The declaration of nonattachment can only be made before a notary. This is followed by an entry in the mortgage office so that this declaration is opposable to third parties.

 

What to do when selling your own home?

When selling one's own home to purchase a new home, a few rules apply to remain in compliance with the owner-occupied home's non-seizability. These are quite strict:

  • The funds from the sale of the first home must be kept at the notary's office. These monies are then also unattachable.
  • The purchase of the new home must take place within one year of the deed of sale of the first home.
  • The deed to the new home must state that it is a reinvestment.

In a March 19, 2026 judgment, the Supreme Court explicitly confirmed that these conditions must be strictly and cumulatively respected. As soon as (part of) the sale proceeds are no longer held with the notary, or the reinvestment is not done timely and correctly, the unseizability lapses immediately and completely.

Thus, the sale proceeds do not enjoy autonomous protection, but only a temporary and functional extension of the protection of the family home itself.

 

When does the unseizability end?

Unseizability ends in a number of cases:

  • When at the time of the sale of the owner-occupied home the conditions are not met to continue to enjoy the protection;
  • When the self-employed person dies;
  • When the self-employed person waives the declaration;

 

Attention: you cannot make a distinction between the creditors in this respect. If you waive this declaration against 1 creditor, then this also applies to the other creditors.

 

Foreclosure, professional and tax debts

The declaration of unseizability provides protection only against certain purely professional creditors in the course of self-employment. This protection affects neither personal income tax nor tax collection.

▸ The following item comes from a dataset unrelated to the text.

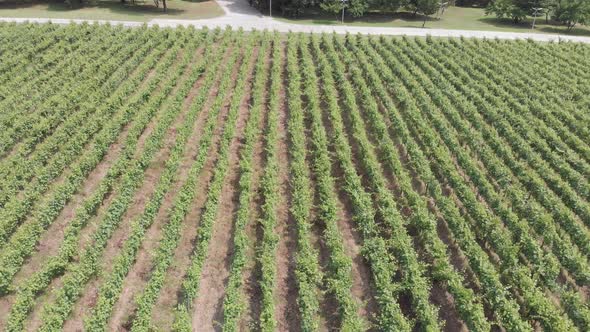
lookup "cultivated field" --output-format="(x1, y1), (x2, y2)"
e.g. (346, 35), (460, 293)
(0, 24), (590, 331)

Debts owed to the tax authorities, such as personal income tax, VAT, tax increases, negligence interest and social security contributions, are not considered as professional debts subject to the attachment regime. The tax authorities therefore continue to take authorized recovery measures even when the family home has been declared unattachable through a declaration.

The Supreme Court ruling confirms that the declaration of unseizability is a purely civil protection mechanism, strictly interpreted and does not result in tax immunity. It does not alter the taxability of income or assets for personal income tax purposes.

 

Effective but not sanctified

Protecting the family home from professional debts can thus be achieved for natural persons who are self-employed through the declaration of unseizability.

However, this declaration also has its limitations: the declaration will not provide relief for all debts and, as an entrepreneur, one should be aware of the fact that some banks will be less inclined to grant professional loans since the home can no longer be used as collateral. In this case, other guarantees will have to be provided to the bank.

Moreover, the Court of Cassate's ruling confirms that this protection is not a flexible or equitable mechanism, but a strictly defined exception whose benefit can be quickly lost, especially in the case of a sale of the family home.